Mrs. Fillion’s startled look was certain proof she was not a Scot.
This was not a lady to hide her light under a bushel.
“Well, take out me eyes, scrub them, and put them back in,” she exclaimed.
She took a close look at Olive. “He wrote me that he looks more at the brown one than the blue one. Miss Grant, what is this man up to?”
“How is it that you know about my eyes?” Olive asked, her guard down as she listened to words spoken in the soft burr of the West Country, so pleasing.
“Miss Grant, he has written me all about you, and this village, and a sweet child named Flora, and … and …” She held up the little trinket she had just purchased and gave it a little shake. “… and Seven Seas Fancies. I have known that man for years, but not this man.”
Olive leaned closer. “Did he tell you about the man he struck with a stick and who thrashed him and gave him a black eye?”
“He didn’t!” Mrs. Fillion put her hand to her mouth.
Mrs. Dougall leaned over the counter and gestured Olive closer. “You should take her to your tearoom and give her an earful.”
“P’raps I should,” Olive said, curious to know what else Douglas Bowden had told this woman about her.
And why should she seem so surprised about the man of action that everyone in Edgar knew?
“Mrs. Fillion, may I offer you tea? My tearoom has turned into a factory for Seven Seas Fancy production, so you can meet Flora MacLeod and her confederates.”

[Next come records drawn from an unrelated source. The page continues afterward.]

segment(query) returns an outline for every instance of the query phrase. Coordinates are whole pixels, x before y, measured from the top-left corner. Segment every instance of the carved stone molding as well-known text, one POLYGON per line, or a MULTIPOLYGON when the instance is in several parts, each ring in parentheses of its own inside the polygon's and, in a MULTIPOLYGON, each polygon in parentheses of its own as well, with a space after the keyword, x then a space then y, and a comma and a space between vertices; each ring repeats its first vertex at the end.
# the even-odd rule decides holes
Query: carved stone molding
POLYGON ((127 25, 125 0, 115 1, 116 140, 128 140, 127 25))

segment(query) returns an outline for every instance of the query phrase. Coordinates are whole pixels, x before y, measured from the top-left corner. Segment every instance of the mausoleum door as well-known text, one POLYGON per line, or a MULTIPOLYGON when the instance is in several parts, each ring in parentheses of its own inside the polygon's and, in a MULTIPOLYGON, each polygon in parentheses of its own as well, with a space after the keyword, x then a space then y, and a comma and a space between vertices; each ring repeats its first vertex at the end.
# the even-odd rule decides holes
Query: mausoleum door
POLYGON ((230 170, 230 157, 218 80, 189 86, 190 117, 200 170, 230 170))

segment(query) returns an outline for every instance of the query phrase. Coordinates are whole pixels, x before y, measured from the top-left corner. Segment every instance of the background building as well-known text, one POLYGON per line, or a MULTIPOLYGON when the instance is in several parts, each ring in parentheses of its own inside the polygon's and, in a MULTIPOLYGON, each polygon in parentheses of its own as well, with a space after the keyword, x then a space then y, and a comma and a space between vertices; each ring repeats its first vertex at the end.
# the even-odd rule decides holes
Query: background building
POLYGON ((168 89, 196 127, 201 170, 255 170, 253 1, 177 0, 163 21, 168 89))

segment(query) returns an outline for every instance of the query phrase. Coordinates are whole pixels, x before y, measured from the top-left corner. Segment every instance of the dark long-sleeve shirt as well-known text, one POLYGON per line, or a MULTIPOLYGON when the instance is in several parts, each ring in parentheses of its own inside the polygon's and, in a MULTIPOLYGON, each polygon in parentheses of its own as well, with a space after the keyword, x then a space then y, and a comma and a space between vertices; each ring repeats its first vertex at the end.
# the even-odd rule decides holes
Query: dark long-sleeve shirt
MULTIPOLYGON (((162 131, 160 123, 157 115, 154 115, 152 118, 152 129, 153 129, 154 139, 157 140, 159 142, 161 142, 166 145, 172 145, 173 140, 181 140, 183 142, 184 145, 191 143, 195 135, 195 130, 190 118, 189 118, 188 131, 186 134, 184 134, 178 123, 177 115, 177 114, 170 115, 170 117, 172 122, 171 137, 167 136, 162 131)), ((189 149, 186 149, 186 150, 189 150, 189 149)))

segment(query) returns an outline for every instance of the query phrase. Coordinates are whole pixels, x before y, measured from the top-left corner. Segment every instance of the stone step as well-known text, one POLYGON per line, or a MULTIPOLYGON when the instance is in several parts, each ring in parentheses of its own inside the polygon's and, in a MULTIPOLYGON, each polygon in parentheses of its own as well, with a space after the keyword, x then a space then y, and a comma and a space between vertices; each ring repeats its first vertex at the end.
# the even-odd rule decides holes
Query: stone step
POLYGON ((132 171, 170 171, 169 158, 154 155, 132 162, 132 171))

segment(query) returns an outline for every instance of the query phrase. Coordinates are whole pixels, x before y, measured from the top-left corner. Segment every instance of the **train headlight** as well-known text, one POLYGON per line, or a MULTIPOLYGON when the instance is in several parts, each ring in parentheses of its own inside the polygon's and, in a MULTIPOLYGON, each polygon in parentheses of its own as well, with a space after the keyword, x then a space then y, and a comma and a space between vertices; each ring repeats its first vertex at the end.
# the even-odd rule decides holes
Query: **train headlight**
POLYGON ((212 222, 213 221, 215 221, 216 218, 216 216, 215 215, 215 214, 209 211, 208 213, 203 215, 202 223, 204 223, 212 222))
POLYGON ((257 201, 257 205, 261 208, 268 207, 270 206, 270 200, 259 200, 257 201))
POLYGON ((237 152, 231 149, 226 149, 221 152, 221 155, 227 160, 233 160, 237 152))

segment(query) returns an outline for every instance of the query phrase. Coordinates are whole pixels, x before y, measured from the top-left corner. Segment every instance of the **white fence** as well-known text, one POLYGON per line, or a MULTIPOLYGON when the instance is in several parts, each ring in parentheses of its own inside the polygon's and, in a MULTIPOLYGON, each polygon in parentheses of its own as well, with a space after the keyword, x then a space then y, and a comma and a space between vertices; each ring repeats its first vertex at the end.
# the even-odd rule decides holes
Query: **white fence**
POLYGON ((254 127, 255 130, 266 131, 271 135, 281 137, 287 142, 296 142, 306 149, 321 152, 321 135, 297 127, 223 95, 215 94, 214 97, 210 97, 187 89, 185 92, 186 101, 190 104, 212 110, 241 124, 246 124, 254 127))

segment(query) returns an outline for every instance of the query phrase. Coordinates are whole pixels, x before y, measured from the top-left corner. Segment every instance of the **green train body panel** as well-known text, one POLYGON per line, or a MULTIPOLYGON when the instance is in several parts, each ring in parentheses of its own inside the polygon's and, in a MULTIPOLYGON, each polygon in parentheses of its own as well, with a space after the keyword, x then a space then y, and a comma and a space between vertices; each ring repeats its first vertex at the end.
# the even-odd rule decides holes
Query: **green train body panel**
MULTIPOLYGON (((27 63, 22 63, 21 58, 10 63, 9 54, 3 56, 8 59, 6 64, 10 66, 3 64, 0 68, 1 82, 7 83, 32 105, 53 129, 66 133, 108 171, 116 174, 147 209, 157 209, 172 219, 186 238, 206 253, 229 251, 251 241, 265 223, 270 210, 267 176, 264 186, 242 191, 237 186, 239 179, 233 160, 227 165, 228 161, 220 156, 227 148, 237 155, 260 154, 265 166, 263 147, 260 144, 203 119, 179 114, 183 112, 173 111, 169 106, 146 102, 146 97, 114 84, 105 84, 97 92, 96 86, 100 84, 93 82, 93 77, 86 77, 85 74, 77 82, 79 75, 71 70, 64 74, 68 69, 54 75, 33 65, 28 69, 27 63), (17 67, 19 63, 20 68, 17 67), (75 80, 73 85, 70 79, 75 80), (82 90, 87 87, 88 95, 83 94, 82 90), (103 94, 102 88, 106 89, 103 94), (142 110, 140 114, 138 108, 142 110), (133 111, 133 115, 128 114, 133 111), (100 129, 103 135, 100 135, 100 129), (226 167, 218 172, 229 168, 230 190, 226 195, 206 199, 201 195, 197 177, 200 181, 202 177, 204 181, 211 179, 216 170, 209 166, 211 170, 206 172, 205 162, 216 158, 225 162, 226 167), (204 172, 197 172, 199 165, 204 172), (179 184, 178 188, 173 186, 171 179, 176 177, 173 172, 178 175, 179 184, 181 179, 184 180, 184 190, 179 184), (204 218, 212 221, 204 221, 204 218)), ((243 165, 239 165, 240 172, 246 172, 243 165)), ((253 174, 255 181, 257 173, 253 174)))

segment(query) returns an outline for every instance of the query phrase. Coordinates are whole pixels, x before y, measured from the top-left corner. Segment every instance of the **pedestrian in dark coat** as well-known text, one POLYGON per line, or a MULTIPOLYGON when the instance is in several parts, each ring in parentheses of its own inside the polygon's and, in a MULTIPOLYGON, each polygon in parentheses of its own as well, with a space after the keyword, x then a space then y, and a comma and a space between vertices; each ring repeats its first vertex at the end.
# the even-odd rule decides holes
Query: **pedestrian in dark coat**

She carried the box of seashells for Mrs. Fillion, who walked beside her with a traveling satchel to Olive’s tearoom, where Maeve was ready with green tea and biscuits.
“You’ll stay here too,” Olive said. “I don’t rent my rooms above, but I know it is quieter than the Hare and Hound. You will be my guest.”
Mrs. Fillion’s eyes were on the three little girls who had created workstations as soon as the luncheon eaters finished. They had looked up when Olive and Mrs. Fillion entered the tearoom. A quick glance satisfied them and they returned to aligning and threading the shells.
“Nonetheless, I will pay you,” Mrs. Fillion said, in a voice that brooked no disagreement. “You can call it my contribution to the drink and victual fund. Aye, miss, Douglas wrote me about that, too.”
Mrs. Fillion touched Olive’s hand. “I was wondering what he would find in Scotland.”
“He hasn’t found it yet,” Olive told her with a shake of her head.
“I rather think he has,” the woman replied. “Up these stairs?”